Finetuning Vision-Language-Action Models Requires Fewer Layers Than You Think
Pith reviewed 2026-06-26 16:57 UTC · model grok-4.3
The pith
Vision-language-action models contain enough layer redundancy to allow permanent 50% depth compression while preserving or improving fine-tuning performance.
A machine-rendered reading of the paper's core claim, the machinery that carries it, and where it could break.
Core claim
Despite training on massive and varied physical trajectories, current VLA policies exhibit severe layer-wise representational redundancy. Measuring pairwise layer similarity with Centered Kernel Alignment on one forward pass reveals pairs of nearly duplicate layers; permanently excising one member of each pair compresses model depth by up to 50% in both the VLM backbone and the policy head. The resulting architecture, when fine-tuned, matches or exceeds the task performance of the original full-depth model while delivering 40-50% faster training and up to 30% faster real-time inference.
What carries the argument
Centered Kernel Alignment (CKA) applied to a single forward pass to detect and remove twin redundant layers across the VLM backbone and continuous control policy head.
If this is right
- Model depth can be halved permanently before any fine-tuning begins.
- Downstream training time drops 40-50% while task success stays the same or rises.
- Real-time inference runs up to 30% faster on the same hardware.
- The same compression works on both the vision-language backbone and the action head.
- The benefit holds across simulation benchmarks and real robots with four different embodiments.
Where Pith is reading between the lines
- Pre-training on video-robot data may routinely produce over-parameterized layers whose features are not task-specific.
- A similar one-pass redundancy scan could be tested on other large control or multimodal models outside robotics.
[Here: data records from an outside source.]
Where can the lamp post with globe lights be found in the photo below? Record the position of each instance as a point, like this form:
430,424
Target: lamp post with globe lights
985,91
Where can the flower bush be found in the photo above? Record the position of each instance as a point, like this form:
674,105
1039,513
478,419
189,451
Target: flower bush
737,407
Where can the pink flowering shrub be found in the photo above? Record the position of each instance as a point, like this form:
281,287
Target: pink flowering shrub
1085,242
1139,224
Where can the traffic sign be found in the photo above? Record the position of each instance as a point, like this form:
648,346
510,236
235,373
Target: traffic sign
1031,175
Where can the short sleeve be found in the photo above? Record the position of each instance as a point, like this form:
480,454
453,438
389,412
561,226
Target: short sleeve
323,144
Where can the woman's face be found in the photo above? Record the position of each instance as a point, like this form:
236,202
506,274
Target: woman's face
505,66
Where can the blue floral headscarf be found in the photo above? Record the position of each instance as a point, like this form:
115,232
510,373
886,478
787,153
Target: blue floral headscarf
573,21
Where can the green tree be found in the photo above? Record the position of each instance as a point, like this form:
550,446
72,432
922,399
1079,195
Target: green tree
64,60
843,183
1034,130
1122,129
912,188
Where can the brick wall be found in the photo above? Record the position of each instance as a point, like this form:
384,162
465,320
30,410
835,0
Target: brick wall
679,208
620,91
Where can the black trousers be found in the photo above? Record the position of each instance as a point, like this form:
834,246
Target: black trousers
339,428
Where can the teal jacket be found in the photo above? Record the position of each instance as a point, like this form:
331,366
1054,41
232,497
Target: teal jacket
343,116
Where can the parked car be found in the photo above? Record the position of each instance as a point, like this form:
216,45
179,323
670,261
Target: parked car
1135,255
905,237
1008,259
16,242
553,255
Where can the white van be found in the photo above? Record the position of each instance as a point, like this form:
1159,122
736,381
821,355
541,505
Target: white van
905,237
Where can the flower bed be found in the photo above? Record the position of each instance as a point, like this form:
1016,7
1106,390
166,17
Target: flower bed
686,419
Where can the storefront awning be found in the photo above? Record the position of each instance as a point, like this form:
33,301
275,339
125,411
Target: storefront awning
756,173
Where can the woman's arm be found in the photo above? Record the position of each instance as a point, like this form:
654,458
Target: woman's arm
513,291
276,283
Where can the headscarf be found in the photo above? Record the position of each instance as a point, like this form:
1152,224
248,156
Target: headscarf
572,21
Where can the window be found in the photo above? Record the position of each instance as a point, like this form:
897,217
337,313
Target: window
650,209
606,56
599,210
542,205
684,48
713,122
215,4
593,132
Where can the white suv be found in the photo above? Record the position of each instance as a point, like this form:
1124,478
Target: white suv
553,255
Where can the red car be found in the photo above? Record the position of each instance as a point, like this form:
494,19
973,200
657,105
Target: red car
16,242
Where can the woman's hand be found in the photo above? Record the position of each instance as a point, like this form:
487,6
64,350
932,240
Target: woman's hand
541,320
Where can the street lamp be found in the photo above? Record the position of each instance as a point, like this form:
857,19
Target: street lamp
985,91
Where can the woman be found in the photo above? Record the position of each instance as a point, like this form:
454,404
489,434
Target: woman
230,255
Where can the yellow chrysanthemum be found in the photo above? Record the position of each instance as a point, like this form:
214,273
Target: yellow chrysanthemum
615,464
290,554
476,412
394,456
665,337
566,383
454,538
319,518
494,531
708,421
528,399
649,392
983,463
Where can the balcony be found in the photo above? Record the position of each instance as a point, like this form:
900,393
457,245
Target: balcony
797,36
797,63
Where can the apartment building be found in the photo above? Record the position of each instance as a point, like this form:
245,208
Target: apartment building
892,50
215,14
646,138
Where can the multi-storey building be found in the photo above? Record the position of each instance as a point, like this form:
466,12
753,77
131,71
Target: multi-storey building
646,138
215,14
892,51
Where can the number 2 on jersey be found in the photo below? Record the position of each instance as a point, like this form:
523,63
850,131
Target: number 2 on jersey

- If the redundancy pattern is stable, the method could let researchers train and deploy capable VLAs on hardware with half the memory or compute budget.
Load-bearing premise
The layer pairs found to be redundant by one forward pass of CKA stay redundant for any later task, robot body, or fine-tuning run.
What would settle it
Fine-tune the 50%-compressed model on a previously unseen task or embodiment and measure whether success rate falls more than a few percent below the full-depth baseline.
Figures
read the original abstract
Vision-Language-Action (VLA) models pre-trained on massive video-robot datasets have revolutionized robotic manipulation, yet their multi-billion parameter architectures impose prohibitive computational burdens during downstream fine-tuning and real-time inference. In this work, we reveal a highly non-trivial architectural characteristic of these continuous control foundation policies (e.g., pi_0, GR00T-N1.5): despite being trained on diverse physical trajectories, they exhibit severe layer-wise representational redundancy. To exploit this, we introduce a structural compression pipeline that is entirely training-free, bypassing the need of existing methods to load full-scale models to learn optimized token reductions or dynamic layer selectors. Instead, using only a single forward pass via Centered Kernel Alignment to identify redundant layer features, we remove twin layers to permanently compress the model depth by up to 50% across both the VLM backbone and the continuous control policy head. Downstream fine-tuning of this streamlined architecture yields a dual acceleration benefit: a 40-50% reduction in training time and up to 30% faster real-time inference, while matching or exceeding full-scale base model performance. We comprehensively validate our method across three simulation benchmarks (LIBERO, RoboCasa, SimplerEnv) and 10 diverse real-world manipulation tasks across 4 unique robotic embodiments. These results prove that advanced VLAs require significantly fewer layers than previously assumed, offering a highly compute-efficient paradigm for scalable robot learning.
Editorial analysis
A structured set of objections, weighed in public.
Referee Report
Summary. The paper claims that pre-trained VLA models (e.g., pi_0, GR00T-N1.5) exhibit severe layer-wise representational redundancy despite training on diverse trajectories; a single forward pass with Centered Kernel Alignment (CKA) identifies 'twin' layers that can be removed in a training-free manner to permanently compress both the VLM backbone and policy head by up to 50%, after which fine-tuning yields 40-50% faster training, up to 30% faster inference, and performance matching or exceeding the original model. Validation is asserted across LIBERO, RoboCasa, SimplerEnv and 10 real-world tasks on 4 embodiments.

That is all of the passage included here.